Un discorso magistrale sulle donne
“MEGLIO DI COSÌ NON SI POTEVA DIRE”
Tre punti salienti indicati dal papa nel riconoscimento
della novità storica in cui si pone la questione femminile,
in una rinnovata cultura dell’identità e della differenza
di Luisa Muraro
La giornalista Ester Palma ha dato ampia notizia di un discorso fatto dal papa il 5 ottobre all’assemblea generale della Pontificia accademia per la vita. Ha fatto bene, si tratta infatti di un discorso notevolissimo che porta Bergoglio ai primi posti nella storica graduatoria degli amici delle donne. Nessuna se l’aspettava. Dirò tre punti salienti del discorso, punti non annegati in un mare di parole già dette. Al contrario, sono l’ossatura del discorso. Dirò infine il problema che secondo me resta aperto.
L’autore del discorso non usa la parola “coscienza evolutiva” ma ha chiara l’idea che siamo in un passaggio importante, un vero e proprio salto, nella consapevolezza umana di quello che è la vita. Elenca le circostanze di questo passaggio, specialmente quelle che lo rendono altamente rischioso. Non parla contro “la potenza delle biotecnologie”, ma segnala l’esistenza di un materialismo tecnocratico che ci può portare fuori strada.

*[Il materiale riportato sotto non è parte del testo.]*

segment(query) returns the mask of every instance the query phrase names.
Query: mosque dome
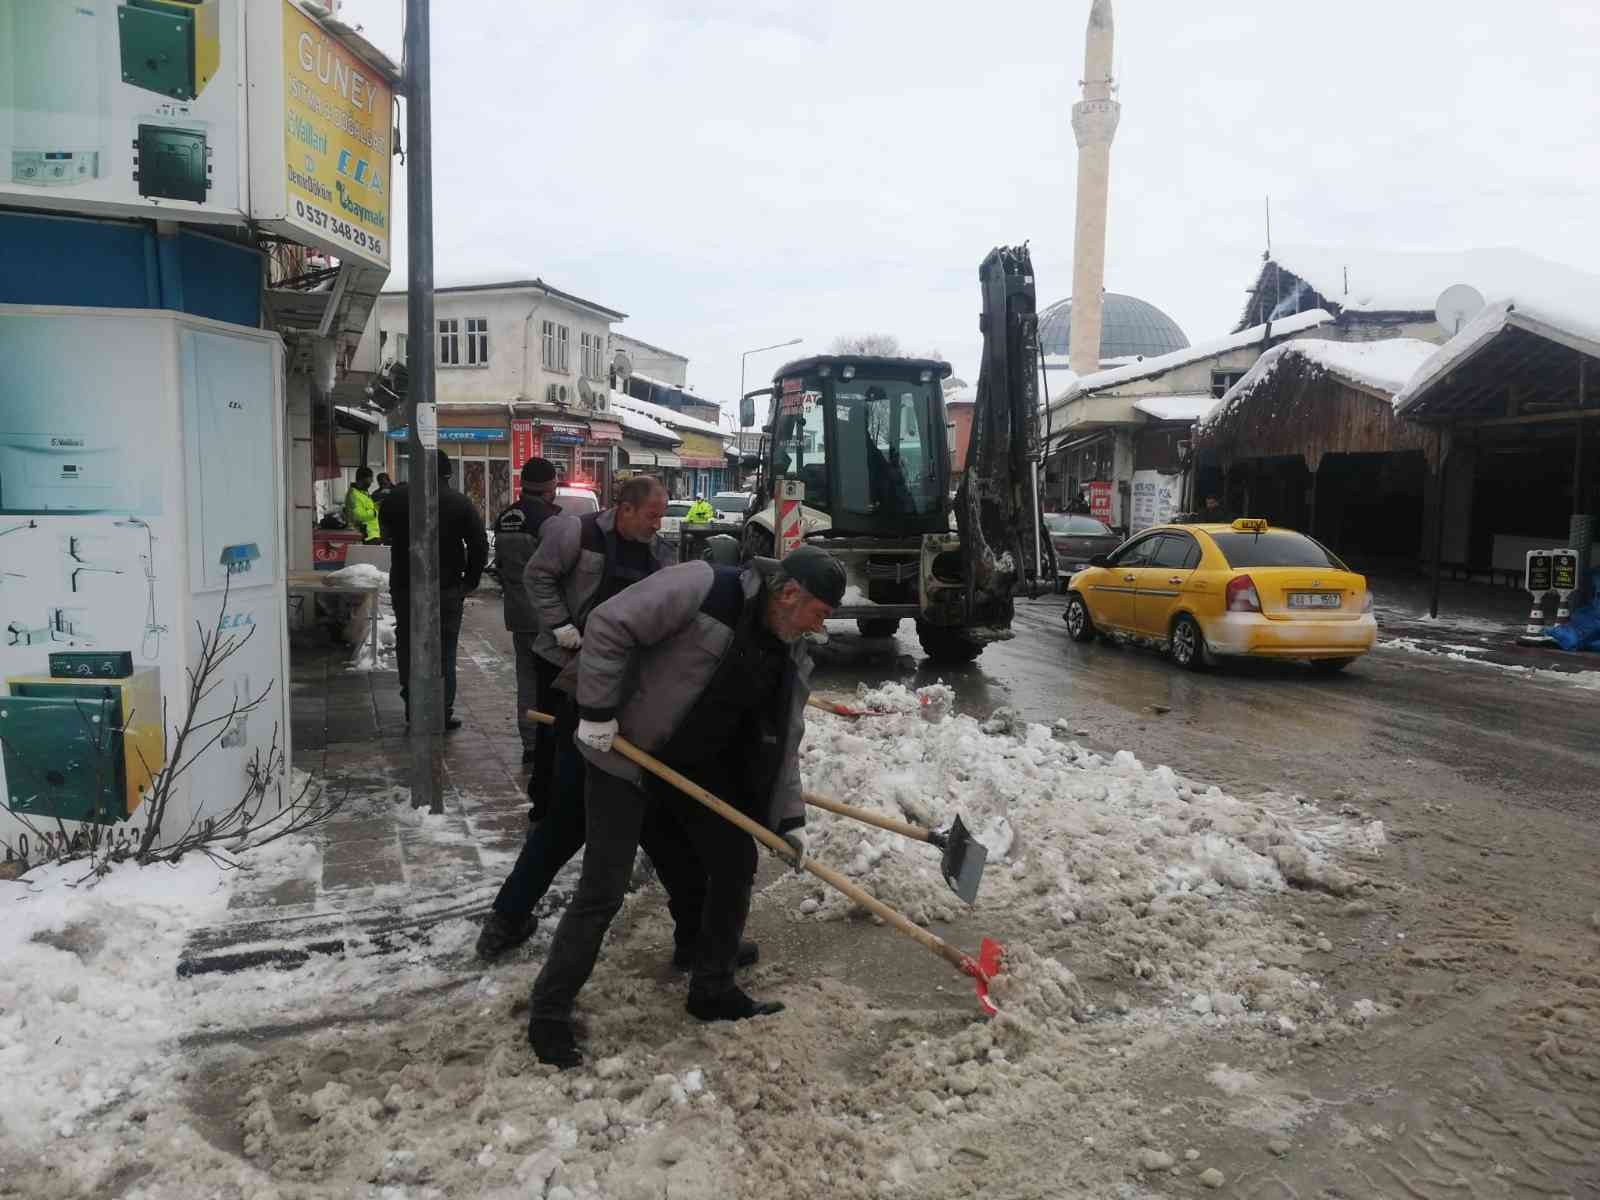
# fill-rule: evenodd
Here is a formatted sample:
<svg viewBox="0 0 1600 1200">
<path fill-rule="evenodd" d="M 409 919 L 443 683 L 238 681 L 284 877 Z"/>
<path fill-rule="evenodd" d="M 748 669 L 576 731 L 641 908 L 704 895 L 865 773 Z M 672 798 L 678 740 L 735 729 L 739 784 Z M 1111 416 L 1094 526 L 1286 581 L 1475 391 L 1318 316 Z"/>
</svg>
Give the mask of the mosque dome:
<svg viewBox="0 0 1600 1200">
<path fill-rule="evenodd" d="M 1057 300 L 1039 314 L 1039 352 L 1066 358 L 1072 332 L 1072 301 Z M 1100 361 L 1111 358 L 1154 358 L 1187 350 L 1189 339 L 1178 323 L 1154 304 L 1118 292 L 1105 294 L 1100 326 Z"/>
</svg>

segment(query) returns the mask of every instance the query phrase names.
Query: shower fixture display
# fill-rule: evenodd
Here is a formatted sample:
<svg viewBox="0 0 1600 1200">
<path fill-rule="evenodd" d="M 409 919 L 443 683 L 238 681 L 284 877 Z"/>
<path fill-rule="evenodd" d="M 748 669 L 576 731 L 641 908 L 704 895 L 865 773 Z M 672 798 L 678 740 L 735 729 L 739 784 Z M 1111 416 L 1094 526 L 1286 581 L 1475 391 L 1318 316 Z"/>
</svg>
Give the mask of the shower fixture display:
<svg viewBox="0 0 1600 1200">
<path fill-rule="evenodd" d="M 62 540 L 66 543 L 67 561 L 64 569 L 67 575 L 67 588 L 69 591 L 77 592 L 79 590 L 80 581 L 84 575 L 126 574 L 121 567 L 97 566 L 84 557 L 86 553 L 91 551 L 92 546 L 103 544 L 105 539 L 66 537 Z"/>
<path fill-rule="evenodd" d="M 150 522 L 139 517 L 129 517 L 116 522 L 118 529 L 144 530 L 144 553 L 139 561 L 144 564 L 146 603 L 144 613 L 144 641 L 139 646 L 139 657 L 149 661 L 161 655 L 161 635 L 167 627 L 156 619 L 156 535 Z"/>
<path fill-rule="evenodd" d="M 211 189 L 205 129 L 141 123 L 133 140 L 133 178 L 141 196 L 203 201 Z"/>
<path fill-rule="evenodd" d="M 193 100 L 222 63 L 219 0 L 127 0 L 117 9 L 122 82 Z"/>
</svg>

Secondo punto. Ci sono due bersagli polemici più nettamente indicati. Uno è il narcisismo, che il papa chiama egolatria (culto dell’ego), con l’aggiunta mia che questa è una piega e piaga molto più maschile che femminile. L’altro bersaglio è la convinzione che neutralizzando la differenza sessuale si possa correggere le ingiustizie storiche contro le donne. Il papa indica l’alternativa in termini a me (e a una parte delle femministe) chiarissimi, ma buoni per tutte e tutti: “Un nuovo inizio dev’essere scritto nell’ethos dei popoli, e questo può farlo una rinnovata cultura dell’identità e della differenza”.
L’autore sa, terzo punto, che il nuovo inizio si deve alla rivoluzione femminista. Parla di rivoluzione e non usa la seconda parola, che però sottende la parte centrale del discorso, quella che ha attirato l’attenzione della giornalista. Comincia con l’alleanza dell’uomo e della donna, per dire che “va ben oltre il matrimonio e la famiglia”. Da sottolineare. Si tratta, dice il testo, di una vera e propria rivoluzione culturale che sta all’orizzonte della storia di questo tempo. Meglio di così non si poteva dire. Questa alleanza è chiamata “a prendere nelle sue mani la regia dell’intera società”: donne e uomini portano la responsabilità del mondo in politica, nella cultura, nel lavoro e nell’economia. La radicalità di questa visione detta le parole di critica al femminismo della parità (“non si tratta di pari opportunità o di riconoscimento reciproco”), e quelle che invitano la Chiesa cattolica a riconoscere onestamente i suoi ritardi e le sue mancanze.
Una domanda s’impone: eliminato il confinamento domestico delle donne e la loro subordinazione agli uomini, aperta la strada al senso libero della differenza sessuale, scartata la deprimente utopia del neutro, quali sono le nuove poste in gioco nei rapporti tra i sessi?
È la questione che apro: la sessuazione della vita, per cui questa si riproduce con l’incontro di due viventi tra loro differenti, quando arriva fino a noi esseri umani, crea squilibrio, un fecondo e ineliminabile squilibrio. E questo per una ragione leggibile nella storia umana. E cioè che l’uomo sa, vuole e mira a fare uno (Fare Uno è il titolo di un bel saggio sulla mistica al maschile) mentre le donne sanno farsi due nel corpo come nell’anima. Bisogna cominciare a dire qualcosa di concreto su questo punto; la differenza si salva accettando lo squilibrio della dissimmetria.